L’Enfant Roi makes a point of stimulating the creativity of children, not least through recreational activities. How important is it to introduce children to music from an early age?
Introducing children to music from a very early age is important because it allows them to experience new sensations. It helps them to relax and increases their attentiveness. It also helps to develop their motor coordination, intellectual ability and their verbal, social and emotional language skills.
In attempting to reproduce sounds and melodies, children actually stimulate their imagination and artistic sensitivity. In music classes for toddlers, the children learn to concentrate and develop their memories. Therefore, they grow in confidence while having a good time singing.
How do you introduce children to the various forms of musical expression?
Children are introduced to the various forms of musical expression in 20-30 minute sessions, depending on their age. The children are placed into groups of no more than 8 so that they can take full advantage of the session and so that I can respond to their needs.
This introduction predominantly involves discovery and exploration.
In introducing children to music, I mainly use nursery rhymes which involve the use of hand and finger expressions or a particular gesture; I present the instruments that the children will subsequently use, pass them around and make sure that the children become as familiar as possible with them. It is important to show and explain to the children how the instrument is played so that they can use it properly. We mainly use percussion instruments.
Rhythm is emphasised through songs about parts of the body, the hands or the use of instruments.
There are other ways of introducing children to the various musical forms such as learning about and listening to musical works and instruments from different families, creating soundscapes, improvising specific themes or stories, movements, etc.
Do you also incorporate discussion into this introductory process? What advice do you give them?
During these introductory sessions, I also undertake brief discussions as it is important to explain to children what we will be doing, e.g. what instrument will be used. It is essentially about explaining what we are doing.
No matter how young they are, children always need simple and rational explanations based on precise and illustrated vocabulary which I strive to use.
We therefore speak to the children as much as possible…because at the crèche, we are at a sensitive period for language and the teacher, as a competent adult, is a role model for the children.
What are the particular types of music used to introduce children to music from an early age? How do children generally react during the first few sessions?
In general lullabies, nursery rhymes and other children’s songs are suitable for the purpose of introducing children to music, but it is interesting to use other musical styles such as classical music, lyrical works, instrumental pieces, music from other countries of the world…

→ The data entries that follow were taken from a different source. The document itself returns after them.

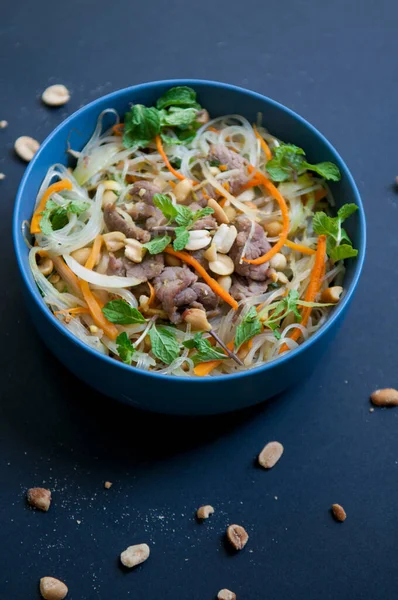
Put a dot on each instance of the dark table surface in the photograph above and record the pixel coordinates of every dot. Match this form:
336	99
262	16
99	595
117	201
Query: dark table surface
334	63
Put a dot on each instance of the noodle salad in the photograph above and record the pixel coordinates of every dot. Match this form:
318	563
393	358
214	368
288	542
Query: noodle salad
189	245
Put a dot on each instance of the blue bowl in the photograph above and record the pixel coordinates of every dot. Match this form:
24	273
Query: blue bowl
161	393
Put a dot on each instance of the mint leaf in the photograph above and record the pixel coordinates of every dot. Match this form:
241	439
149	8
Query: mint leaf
125	348
247	328
206	351
177	96
182	238
158	244
343	251
165	204
164	344
141	125
327	170
346	211
324	225
120	312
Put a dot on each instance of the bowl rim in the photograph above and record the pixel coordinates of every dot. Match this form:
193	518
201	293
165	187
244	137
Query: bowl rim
18	247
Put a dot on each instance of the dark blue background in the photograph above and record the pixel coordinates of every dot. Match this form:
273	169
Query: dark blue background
335	64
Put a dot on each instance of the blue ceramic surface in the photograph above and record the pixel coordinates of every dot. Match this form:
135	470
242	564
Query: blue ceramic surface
162	393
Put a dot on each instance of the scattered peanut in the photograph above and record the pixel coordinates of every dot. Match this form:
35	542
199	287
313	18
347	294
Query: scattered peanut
52	589
135	555
226	282
46	266
81	255
237	536
226	595
134	250
278	262
386	397
114	240
108	197
223	265
332	295
211	253
182	190
339	512
26	147
55	95
270	455
39	498
224	238
219	213
204	512
198	239
197	319
273	228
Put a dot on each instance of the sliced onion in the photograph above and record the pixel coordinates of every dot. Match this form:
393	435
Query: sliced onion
106	281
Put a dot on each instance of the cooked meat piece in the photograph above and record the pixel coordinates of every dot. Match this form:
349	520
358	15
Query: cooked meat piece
169	284
232	160
151	266
116	222
243	287
150	189
205	296
257	246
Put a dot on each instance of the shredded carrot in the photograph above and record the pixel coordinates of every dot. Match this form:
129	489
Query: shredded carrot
203	369
313	288
58	186
79	310
118	129
269	186
212	283
299	247
109	329
151	295
263	144
166	161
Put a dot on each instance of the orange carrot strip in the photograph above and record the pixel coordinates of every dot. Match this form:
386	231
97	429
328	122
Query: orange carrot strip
118	129
263	144
58	186
313	288
269	186
212	283
299	247
166	160
203	369
98	317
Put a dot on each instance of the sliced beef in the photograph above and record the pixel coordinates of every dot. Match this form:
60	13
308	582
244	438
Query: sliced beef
151	266
169	285
243	287
117	222
144	190
257	246
231	160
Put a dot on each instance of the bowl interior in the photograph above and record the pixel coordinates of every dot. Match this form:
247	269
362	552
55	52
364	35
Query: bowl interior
219	99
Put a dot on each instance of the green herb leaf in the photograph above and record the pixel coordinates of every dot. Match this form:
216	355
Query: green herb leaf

All musical styles can be used if they are integrated as part of a constructive and carefully considered teaching method, such as the Montessori teaching method. Moreover, in her time, Maria Montessori had described the benefits of the music education of children as an important facet of education in general.
In the first few sessions, I was amazed to see that children were always very cheerful and forward. They have a great time and are particularly attentive and fascinated when I present my instrument (the transverse flute) and play it in front of them. They are always happy to take part in these introductory sessions and spontaneously join in with me when I come to a particular module.